The hackers are believed by many US officials to be affiliated with the Chinese government. The humiliating 2007 incident saved China “25 years of research and development,” according to a US military official cited by The Washington Post in a 2013 article covering the breach.

READ MORE: Pentagon: The Chinese stole our newest weapons

Previous media reports said “several terabytes” of data was stolen, but according to the new documents published by the German magazine Der Spiegel last week, the actual amount was far higher, at 50 terabytes –the equivalent of five Libraries of Congress.
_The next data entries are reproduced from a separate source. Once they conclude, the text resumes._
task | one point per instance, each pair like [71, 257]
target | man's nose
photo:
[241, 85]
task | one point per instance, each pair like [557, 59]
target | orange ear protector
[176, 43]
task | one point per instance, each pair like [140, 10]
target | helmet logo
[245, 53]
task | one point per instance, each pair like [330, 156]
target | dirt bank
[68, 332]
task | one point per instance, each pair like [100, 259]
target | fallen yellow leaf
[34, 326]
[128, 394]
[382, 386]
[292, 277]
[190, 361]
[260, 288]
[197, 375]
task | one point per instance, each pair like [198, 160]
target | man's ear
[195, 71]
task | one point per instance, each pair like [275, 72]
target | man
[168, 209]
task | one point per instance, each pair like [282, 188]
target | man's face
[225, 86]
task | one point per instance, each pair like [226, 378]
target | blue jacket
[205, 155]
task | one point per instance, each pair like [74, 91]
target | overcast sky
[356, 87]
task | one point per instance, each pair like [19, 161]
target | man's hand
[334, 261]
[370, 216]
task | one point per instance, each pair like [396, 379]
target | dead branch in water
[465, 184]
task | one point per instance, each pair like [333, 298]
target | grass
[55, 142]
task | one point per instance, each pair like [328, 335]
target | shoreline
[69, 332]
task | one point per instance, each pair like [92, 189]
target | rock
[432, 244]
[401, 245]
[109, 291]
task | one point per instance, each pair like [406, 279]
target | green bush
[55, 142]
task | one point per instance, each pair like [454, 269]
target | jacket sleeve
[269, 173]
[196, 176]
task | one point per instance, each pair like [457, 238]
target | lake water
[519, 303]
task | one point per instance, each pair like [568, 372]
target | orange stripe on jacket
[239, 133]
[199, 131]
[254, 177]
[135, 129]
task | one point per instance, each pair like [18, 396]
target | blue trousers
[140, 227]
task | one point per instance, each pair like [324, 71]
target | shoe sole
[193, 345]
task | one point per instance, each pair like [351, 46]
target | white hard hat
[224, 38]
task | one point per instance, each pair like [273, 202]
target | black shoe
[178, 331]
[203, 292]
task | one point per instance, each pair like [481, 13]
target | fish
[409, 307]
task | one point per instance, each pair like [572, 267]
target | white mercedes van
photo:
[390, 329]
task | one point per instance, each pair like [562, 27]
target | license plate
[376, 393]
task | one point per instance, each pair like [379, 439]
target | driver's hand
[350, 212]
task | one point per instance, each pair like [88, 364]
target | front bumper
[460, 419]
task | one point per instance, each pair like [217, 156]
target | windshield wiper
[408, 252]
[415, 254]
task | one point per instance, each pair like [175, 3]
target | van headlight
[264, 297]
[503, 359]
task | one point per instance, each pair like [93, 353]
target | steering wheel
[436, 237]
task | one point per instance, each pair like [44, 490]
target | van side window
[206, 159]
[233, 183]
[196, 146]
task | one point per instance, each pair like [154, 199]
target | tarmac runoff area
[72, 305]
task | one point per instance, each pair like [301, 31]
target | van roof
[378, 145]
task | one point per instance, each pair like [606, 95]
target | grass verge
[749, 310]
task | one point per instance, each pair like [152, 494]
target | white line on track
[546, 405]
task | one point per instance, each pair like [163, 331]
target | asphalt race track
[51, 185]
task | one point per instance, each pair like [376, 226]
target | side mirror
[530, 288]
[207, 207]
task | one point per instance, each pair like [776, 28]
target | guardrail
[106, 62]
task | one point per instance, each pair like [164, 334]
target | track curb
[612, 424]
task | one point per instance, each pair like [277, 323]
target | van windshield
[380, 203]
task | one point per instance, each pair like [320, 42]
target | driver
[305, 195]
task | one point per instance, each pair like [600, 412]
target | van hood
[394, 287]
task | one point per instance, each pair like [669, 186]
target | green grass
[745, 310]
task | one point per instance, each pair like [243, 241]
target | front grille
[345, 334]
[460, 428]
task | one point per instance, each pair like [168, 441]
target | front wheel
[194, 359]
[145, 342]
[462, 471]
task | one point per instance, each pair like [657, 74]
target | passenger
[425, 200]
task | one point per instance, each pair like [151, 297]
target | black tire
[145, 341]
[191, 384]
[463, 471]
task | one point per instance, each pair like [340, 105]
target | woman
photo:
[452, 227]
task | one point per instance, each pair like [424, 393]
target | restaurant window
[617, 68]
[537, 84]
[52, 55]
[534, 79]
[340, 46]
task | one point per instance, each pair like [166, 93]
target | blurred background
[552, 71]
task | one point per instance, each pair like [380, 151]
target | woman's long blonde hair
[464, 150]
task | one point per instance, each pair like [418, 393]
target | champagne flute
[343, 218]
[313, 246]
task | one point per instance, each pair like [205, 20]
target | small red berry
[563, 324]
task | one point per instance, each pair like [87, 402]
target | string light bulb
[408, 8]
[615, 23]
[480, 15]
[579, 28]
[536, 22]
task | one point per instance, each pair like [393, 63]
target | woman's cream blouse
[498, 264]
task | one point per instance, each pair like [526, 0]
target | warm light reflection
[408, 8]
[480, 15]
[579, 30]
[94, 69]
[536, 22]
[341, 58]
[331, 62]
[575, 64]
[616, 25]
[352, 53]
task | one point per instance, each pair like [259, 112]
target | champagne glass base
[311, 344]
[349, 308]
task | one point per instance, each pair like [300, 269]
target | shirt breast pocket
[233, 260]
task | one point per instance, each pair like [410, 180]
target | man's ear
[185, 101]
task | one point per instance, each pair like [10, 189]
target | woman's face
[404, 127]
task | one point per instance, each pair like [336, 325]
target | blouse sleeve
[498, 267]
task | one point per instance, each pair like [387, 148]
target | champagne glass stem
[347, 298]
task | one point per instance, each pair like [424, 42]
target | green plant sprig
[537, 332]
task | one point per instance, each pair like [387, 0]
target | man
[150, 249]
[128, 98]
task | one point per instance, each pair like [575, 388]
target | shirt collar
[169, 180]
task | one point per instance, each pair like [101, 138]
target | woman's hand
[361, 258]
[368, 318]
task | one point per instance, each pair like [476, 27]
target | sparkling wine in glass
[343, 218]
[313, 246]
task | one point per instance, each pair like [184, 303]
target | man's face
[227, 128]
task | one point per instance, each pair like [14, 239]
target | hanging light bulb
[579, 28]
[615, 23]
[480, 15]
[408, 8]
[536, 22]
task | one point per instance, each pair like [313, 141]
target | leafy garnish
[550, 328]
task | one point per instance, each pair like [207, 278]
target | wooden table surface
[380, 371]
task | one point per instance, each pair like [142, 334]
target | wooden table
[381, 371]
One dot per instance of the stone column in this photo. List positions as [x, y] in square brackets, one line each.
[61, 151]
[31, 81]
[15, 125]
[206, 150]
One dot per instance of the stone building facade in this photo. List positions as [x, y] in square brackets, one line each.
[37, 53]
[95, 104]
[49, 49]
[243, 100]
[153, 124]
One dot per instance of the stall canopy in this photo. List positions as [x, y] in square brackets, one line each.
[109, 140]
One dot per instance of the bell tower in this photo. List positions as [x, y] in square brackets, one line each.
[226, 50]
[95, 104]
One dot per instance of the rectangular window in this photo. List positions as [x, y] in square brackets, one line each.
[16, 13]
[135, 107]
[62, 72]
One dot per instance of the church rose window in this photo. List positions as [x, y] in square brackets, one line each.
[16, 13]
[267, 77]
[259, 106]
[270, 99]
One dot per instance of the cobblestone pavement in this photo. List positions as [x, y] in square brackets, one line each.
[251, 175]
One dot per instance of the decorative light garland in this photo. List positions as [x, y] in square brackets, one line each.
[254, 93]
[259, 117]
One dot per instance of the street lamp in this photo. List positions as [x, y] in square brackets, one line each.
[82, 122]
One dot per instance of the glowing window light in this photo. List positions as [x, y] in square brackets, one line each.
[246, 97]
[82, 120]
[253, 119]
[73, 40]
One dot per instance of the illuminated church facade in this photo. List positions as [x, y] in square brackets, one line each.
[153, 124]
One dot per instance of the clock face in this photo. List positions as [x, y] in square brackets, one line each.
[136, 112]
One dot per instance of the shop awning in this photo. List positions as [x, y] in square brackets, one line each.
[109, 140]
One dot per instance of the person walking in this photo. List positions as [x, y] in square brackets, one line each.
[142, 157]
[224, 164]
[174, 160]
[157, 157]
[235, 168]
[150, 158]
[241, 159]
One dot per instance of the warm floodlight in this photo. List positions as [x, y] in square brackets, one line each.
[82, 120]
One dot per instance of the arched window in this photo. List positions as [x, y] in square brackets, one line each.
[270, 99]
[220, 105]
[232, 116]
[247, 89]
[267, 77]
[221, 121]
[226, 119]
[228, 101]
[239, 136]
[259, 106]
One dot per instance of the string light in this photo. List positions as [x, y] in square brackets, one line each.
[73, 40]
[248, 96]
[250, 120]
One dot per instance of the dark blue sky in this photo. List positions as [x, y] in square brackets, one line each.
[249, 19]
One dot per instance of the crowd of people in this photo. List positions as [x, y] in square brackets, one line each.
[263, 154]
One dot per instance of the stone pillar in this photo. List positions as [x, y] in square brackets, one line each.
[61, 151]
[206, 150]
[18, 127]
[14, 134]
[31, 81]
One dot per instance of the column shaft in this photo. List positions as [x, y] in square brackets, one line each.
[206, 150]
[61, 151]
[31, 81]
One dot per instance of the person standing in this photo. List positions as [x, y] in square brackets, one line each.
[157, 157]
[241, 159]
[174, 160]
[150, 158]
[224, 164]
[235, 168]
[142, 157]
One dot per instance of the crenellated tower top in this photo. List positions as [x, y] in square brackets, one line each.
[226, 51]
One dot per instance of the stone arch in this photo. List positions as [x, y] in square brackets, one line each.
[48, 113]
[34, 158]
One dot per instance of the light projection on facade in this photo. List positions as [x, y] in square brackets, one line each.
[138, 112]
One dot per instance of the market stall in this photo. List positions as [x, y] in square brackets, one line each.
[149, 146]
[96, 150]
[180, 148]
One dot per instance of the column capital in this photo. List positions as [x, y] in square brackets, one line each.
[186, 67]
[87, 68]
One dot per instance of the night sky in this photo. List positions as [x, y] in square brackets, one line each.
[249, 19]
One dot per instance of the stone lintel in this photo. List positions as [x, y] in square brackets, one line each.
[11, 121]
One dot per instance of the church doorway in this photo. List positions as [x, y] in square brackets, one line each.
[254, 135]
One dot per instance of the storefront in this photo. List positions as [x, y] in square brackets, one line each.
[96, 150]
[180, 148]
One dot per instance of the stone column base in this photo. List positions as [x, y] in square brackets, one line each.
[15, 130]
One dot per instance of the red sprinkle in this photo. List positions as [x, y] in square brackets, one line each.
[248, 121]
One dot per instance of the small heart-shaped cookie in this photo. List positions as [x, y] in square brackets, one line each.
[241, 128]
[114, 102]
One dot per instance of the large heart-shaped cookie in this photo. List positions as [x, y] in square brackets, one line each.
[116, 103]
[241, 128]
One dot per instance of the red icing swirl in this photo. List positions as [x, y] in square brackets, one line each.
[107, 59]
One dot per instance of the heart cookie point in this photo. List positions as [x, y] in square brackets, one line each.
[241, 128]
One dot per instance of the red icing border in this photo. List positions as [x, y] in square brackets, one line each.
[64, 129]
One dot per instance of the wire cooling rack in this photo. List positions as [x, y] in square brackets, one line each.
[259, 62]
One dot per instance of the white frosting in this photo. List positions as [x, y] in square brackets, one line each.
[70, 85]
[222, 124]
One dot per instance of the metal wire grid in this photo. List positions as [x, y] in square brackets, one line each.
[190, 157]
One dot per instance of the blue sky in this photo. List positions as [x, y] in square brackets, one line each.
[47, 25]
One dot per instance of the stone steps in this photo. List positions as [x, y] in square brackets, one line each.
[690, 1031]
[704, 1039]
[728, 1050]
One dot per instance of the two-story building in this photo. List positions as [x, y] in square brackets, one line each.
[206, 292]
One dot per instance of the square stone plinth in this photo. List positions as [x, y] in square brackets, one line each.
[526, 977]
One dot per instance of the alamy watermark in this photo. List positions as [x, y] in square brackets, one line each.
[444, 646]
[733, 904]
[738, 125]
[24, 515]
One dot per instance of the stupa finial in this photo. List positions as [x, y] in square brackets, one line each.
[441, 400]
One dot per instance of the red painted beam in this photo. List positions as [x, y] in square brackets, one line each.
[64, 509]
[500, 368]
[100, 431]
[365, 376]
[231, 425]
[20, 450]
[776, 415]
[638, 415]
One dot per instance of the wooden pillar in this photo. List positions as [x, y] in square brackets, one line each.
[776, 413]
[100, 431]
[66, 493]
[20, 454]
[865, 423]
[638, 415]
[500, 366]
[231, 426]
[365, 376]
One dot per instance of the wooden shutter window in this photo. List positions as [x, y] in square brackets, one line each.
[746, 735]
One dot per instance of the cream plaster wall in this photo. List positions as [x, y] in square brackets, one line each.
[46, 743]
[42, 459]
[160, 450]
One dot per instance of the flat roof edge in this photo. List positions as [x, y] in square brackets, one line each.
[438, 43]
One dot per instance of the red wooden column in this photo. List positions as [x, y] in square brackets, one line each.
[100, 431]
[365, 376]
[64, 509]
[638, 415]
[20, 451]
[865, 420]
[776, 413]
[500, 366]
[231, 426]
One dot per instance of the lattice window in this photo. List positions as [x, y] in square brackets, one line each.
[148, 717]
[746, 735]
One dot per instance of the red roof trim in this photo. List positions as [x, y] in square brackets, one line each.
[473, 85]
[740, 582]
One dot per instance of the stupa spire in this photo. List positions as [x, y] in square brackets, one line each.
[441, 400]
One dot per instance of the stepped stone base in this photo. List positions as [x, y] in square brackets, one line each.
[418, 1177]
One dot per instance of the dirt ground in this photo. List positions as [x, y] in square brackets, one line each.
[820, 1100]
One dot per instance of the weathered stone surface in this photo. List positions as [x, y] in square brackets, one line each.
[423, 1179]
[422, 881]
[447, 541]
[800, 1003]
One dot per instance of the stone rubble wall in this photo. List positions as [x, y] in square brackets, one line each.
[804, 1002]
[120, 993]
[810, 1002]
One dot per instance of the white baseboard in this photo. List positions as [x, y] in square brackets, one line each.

The data – reportedly used by China to build their own advanced fighter jets – includes detailed engine schematics and radar design.

Beijing dismissed the allegations of data theft in the wake of Snowden’s revelation.

"The so-called evidence that has been used to launch groundless accusations against China is completely unjustified," Foreign Ministry spokesman Hong Lei told reporters, adding that "according to the materials presented by the relevant person, some countries themselves have disgraceful records on cyber security."

Document leaked by Edward Snowden

F-35 blueprints are just a fraction of what Chinese hackers have allegedly stolen from the Pentagon’s data vaults over the years. The reported haul includes some two dozen advanced weapon systems, including the AEGIS Ballistic Missile Defense System, Littoral Combat Ship designs and emerging railgun technology, a classified report revealed in 2013.

Edward Snowden, a former NSA employee, leaked thousands of classified documents to various media outlets in 2013. The focus of the leaks was on massive electronic surveillance programs by the agency and its allies across the globe.

The US government wants to prosecute Snowden for espionage, but for many he is a heroic figure standing up for privacy and government transparency. He is currently living in Russia, which granted him political asylum after he was stranded in a Moscow airport when the US revoked his passport.